Esta pandemia ya tiene brotes en África, Asia o América Latina. La OMS desde hace unos días confirma que ningún país se ha librado del COVID19.  Aquí, debemos ser pacientes, disciplinados para que la ola de contagio se rompa. Nuestra frustración y preocupación por lo que va a pasar mañana es inmensa.
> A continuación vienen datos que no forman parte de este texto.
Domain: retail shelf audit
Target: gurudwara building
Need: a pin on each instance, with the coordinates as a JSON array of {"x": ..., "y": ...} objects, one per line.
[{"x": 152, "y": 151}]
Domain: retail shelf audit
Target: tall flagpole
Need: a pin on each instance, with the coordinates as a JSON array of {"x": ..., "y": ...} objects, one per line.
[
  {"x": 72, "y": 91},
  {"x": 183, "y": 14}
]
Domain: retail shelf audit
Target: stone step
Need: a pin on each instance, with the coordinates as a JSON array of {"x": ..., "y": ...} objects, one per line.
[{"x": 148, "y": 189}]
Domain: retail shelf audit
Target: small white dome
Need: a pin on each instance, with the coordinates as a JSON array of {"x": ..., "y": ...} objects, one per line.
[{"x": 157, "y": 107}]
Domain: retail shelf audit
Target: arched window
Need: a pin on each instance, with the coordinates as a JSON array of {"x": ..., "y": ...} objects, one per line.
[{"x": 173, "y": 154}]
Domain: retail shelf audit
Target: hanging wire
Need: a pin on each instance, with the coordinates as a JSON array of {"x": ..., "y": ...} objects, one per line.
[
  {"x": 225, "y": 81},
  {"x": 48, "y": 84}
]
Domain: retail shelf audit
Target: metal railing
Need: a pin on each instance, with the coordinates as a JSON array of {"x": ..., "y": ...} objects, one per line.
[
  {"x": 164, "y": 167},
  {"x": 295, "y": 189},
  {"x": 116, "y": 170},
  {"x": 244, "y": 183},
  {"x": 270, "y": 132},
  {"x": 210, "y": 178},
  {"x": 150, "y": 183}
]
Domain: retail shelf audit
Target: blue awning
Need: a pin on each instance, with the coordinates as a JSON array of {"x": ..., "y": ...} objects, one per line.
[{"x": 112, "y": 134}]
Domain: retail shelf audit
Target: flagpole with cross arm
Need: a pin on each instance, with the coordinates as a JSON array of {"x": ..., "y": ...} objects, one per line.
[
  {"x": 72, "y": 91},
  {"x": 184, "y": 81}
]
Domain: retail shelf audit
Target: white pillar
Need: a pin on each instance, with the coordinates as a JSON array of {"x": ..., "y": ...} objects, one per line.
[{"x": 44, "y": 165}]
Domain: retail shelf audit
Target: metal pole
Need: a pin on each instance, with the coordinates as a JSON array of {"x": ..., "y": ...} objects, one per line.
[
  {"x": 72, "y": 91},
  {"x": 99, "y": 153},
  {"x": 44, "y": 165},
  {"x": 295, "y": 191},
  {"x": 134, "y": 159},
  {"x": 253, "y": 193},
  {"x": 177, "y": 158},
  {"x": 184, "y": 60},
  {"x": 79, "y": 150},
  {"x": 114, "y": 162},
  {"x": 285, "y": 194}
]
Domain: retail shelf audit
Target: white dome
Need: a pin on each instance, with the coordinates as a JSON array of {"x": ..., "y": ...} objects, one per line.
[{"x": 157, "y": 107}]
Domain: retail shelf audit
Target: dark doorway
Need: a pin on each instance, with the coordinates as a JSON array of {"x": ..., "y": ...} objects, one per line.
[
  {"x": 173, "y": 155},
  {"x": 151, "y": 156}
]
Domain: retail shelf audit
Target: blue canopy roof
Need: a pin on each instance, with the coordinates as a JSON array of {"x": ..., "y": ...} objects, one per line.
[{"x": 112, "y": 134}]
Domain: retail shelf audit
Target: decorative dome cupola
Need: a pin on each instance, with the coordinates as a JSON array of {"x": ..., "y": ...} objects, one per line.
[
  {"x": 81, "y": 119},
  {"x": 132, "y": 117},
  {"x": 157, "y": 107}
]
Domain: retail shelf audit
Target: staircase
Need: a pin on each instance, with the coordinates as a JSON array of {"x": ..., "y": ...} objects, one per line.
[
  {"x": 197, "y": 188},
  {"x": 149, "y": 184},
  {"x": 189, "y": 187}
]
Pero allí, donde no hay ni lugares para el confinamiento, ni otra opción que no sea el comercio a pie de calle, se junta la impotencia al terror frente a un drama inexorable.

Todos los esfuerzos van a ser pocos para limitar el contagio, cuidar a los enfermos y empezar a paliar las consecuencias socioeconómicas de la pandemia. Si de algo debe servir esta crisis es para entender que el mundo hoy es más vulnerable y también más pequeño que nunca. La humanidad es nuestra casa. Tiene un techo frágil y, contra el virus no tiene ni puerta ni paredes. Por eso, ayudar hoy a los que menos tienen no es solo solidaridad, es supervivencia. Porque si hoy perdemos nuestra casa ¿dónde nos confinaremos mañana?